A statistical study by a computer scientist at the University of Virginia’s Predictive Technology Lab shows that it becomes easier to predict the locations of future crimes once data from Twitter is added to existing historic crime pattern data.
What’s more, because people who use their phones with GPS tracking switched on send tweets whose precise location can be identified, the statistical improvement in crime prediction can be narrowed down to the city block. The study was done by Matthew Gerber, who told The Atlantic:
“I was surprised,” says Gerber. “In the thousands of tweets that I’ve read, you don’t see people saying things like, ‘I’m going to rob somebody tonight.'”
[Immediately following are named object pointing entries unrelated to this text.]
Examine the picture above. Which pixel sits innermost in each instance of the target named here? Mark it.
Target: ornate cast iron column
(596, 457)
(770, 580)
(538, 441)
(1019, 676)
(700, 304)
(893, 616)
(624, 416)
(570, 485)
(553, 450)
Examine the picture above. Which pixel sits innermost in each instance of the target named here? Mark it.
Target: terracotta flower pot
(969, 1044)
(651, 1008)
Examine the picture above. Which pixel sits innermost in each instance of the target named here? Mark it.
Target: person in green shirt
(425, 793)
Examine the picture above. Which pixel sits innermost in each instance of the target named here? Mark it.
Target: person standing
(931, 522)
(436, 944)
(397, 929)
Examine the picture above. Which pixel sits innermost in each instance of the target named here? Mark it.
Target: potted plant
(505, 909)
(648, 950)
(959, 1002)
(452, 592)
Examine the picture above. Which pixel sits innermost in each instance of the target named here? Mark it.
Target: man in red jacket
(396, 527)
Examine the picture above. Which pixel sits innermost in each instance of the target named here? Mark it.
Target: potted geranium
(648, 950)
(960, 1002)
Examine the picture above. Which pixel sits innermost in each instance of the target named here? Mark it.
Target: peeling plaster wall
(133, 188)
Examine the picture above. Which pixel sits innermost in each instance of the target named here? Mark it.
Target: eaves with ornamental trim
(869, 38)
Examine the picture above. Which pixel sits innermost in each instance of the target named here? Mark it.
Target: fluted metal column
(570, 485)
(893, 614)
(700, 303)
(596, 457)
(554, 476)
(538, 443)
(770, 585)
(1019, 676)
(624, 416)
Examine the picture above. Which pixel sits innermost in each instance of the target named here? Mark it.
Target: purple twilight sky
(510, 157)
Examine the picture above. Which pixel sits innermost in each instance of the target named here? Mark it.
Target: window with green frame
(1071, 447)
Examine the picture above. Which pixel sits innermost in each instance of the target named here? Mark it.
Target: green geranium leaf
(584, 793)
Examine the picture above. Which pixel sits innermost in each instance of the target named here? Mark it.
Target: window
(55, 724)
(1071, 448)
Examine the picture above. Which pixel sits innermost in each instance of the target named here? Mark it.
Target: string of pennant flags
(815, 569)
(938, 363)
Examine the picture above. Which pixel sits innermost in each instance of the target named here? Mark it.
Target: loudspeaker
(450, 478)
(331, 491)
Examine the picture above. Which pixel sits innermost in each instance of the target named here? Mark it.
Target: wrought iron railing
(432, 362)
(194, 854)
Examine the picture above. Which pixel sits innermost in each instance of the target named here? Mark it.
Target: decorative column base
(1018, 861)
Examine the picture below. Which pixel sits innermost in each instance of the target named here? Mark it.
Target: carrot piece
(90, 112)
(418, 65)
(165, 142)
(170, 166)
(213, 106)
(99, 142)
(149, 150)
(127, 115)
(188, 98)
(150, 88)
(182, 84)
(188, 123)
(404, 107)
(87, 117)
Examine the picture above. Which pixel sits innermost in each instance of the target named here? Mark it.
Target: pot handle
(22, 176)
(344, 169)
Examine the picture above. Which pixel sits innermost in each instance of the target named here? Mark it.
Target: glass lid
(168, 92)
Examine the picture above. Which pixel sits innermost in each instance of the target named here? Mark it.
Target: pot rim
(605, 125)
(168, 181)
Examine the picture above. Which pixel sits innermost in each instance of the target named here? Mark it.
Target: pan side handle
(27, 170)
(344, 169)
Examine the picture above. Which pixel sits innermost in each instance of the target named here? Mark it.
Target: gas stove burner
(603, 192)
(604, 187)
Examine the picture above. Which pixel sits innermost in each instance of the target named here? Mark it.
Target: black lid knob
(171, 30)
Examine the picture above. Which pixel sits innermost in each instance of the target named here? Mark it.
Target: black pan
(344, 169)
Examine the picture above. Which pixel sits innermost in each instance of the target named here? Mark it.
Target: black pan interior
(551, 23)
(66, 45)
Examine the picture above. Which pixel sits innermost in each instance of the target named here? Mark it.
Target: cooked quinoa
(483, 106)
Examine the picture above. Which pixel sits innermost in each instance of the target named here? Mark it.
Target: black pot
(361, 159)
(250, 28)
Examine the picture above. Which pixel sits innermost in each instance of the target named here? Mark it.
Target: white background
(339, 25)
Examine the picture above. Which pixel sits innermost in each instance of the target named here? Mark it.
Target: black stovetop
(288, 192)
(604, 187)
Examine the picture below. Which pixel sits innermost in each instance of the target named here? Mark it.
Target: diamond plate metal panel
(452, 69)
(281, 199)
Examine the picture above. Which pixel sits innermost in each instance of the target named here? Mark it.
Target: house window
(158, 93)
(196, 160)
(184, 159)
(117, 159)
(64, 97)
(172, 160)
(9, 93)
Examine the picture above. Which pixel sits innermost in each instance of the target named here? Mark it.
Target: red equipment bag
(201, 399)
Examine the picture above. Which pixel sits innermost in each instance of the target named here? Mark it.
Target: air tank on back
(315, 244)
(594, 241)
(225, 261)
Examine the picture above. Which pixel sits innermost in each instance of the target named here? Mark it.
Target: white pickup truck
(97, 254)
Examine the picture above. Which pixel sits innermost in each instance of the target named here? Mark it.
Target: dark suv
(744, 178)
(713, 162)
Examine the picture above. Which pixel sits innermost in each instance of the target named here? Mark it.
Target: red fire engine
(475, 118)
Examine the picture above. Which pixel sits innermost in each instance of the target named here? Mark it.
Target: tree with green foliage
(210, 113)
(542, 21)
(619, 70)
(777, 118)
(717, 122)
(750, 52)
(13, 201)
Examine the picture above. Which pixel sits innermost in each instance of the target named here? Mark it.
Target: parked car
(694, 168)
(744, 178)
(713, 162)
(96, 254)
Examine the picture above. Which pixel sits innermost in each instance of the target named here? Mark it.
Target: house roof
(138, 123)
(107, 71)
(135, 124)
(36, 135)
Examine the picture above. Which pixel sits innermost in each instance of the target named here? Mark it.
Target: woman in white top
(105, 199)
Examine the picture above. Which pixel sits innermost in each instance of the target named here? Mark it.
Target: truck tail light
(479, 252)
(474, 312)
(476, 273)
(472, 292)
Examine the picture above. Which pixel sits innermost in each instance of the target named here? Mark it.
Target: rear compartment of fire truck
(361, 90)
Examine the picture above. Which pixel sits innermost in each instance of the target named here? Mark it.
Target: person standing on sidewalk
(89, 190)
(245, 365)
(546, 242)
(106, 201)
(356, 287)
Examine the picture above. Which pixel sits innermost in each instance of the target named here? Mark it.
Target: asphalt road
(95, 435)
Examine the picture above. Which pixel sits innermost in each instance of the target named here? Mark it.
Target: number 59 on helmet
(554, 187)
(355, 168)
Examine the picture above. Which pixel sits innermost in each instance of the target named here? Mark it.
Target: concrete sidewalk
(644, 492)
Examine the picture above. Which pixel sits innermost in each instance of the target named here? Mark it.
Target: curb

In his study, Gerber asked, “can we use the tweets posted by residents in a major U.S. city to predict local criminal activity? This is an important question because tweets are public information and they are easy to obtain via the official Twitter service.”
It turns out you can, at least for some types of crime. (Gerber noticed an improvement in predictive power for 19 of 25 types of crimes.) Gerber looked at crimes reported in Chicago between January and March 2013, and then overlaid onto that GPS-tracked tweets from the same time period. His statistical method then looked for significant correlations between certain words in tweets and crimes that were reported. He produced this map showing how geo-located tweets enhance the predictive power of crime stats:
For example, certain words in local messages on Twitter enhanced the predictive power of crime records for these two types of crimes:
- Criminal damage: center, united, blackhawks, bulls
- Theft: aquarium, shedd, adler, planetarium
In the first example, tweets from around the basketball arena using those words were associated with criminal damage cases. In the second, thefts are associate with words suggesting tourist attractions. It’s not hard to imagine why that might be. Some crimes, however, produced odd correlations:
- Prostitution: lounge, studios, continental, village, ukrainian
Those words have enhanced predictive power under Gerber’s model. But presumably only the people tweeting them understand why they might be related to hookers.